The Irishman. Así se titula la última película de Scorsese. Una película que me atravesó como un camión de reparto de carne con su ritmo pausado y su capacidad evocadora. A pesar de lo excesivo de su duración y de una arriesgada elección de actores, The Irishman funciona llevada por una puesta en escena de otra época y por su trepidante montaje. Lo mejor, de cualquiera manera, se encuentra al final, en una última hora memorable, con esa sensibilidad y esa lucidez para ver la muerte de cerca y saber contarlo. Saber contarlo para los que todavía creemos estar lejos.
Hay mucho más. Los viejos mafiosos juegan a la petanca en el patio de la cárcel y esa escena menor se convierte en un hermoso homenaje a toda una pandilla de amigos. Una pandilla envejecida que son los héroes de mi generación, los grandes más grandes de mi generación: Robert De Niro y Al Pacino. No lo sabía, pero al comprobarlo, me di cuenta de que De Niro tiene la misma edad que mi padre. Al Pacino tiene tres más y Scorsese, por su parte, es sólo un año mayor.
De alguna manera, la película encierra una pequeña despedida a todos ellos. Una última partida de la vieja banda. Un último vals, porque la música corre a cargo de Robbie Robertson —también de la edad de mi padre— y sirve como colofón a una carrera, la de Martin Scorsese, admirable. Hay Taxi Driver en la película, y Goodfellas, y Casino y todo lo que ya hemos visto tantas veces con tanta admiración: la relación de la mafia con el poder, los Kennedy, Hoffa, los italo-americanos, la conversación en bucle sobre pescado en el asiento trasero de un coche llena de significados ambiguos, de bromas indescifrables, las confidencias en habitaciones de hotel, ese amor callado y subterráneo entre hombres duros, leales y sin sentimientos.
Los actores, por edad, ya no están para representar papeles de jóvenes. Según parece, les han rejuvenecido la cara con ordenadores, pero sus movimientos son los de hombres de ochenta años, hombres curtidos en mil batallas, llorando como niños. Todo eso me saca de la película en ocasiones, sin embargo, en la última hora no hay ordenadores ni jóvenes luchando por la vida.
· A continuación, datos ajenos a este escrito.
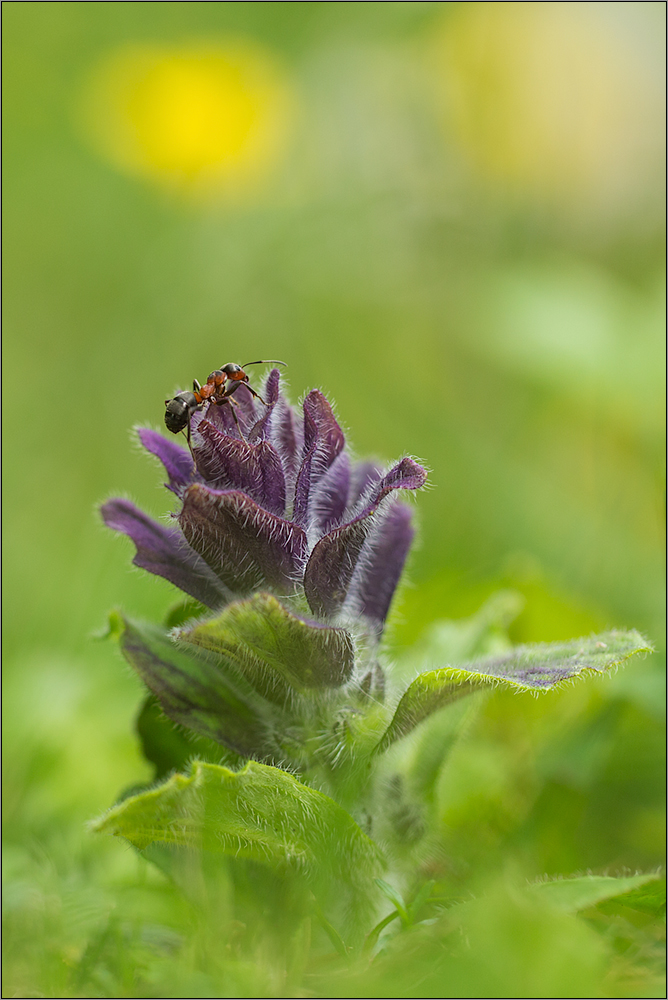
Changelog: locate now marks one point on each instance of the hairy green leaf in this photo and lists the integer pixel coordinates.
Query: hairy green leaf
(191, 689)
(275, 650)
(260, 813)
(536, 668)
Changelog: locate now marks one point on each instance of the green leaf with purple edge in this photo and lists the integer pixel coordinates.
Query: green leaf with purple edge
(192, 690)
(276, 651)
(534, 668)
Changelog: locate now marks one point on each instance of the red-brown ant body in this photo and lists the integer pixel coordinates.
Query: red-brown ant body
(218, 389)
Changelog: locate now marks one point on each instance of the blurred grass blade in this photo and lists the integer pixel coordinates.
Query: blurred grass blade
(573, 894)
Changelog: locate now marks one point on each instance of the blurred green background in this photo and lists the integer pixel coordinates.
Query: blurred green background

En ella se cuenta cómo un anciano elige su ataúd y el lugar en el que será enterrado. Un anciano que se arrepiente de no haber hecho una llamada de teléfono a la viuda que nunca sabrá que lo es. Un anciano que quiere hablar con una hija que nunca lo perdonará. ¿Cómo perdonar a un asesino? ¿Cómo querer a un padre que nunca lo fue? ¿Cómo escapar de esa culpa?
«Están todos muertos», le dicen los del FBI para que confiese, pero él se niega. No, él no sabe nada. No sabe de qué le están hablando. Ninguno sabemos de que estamos hablando, ¿verdad, Scorsese?, pero dejamos la puerta abierta por si acaso. Nosotros también dejamos la puerta abierta por si acaso.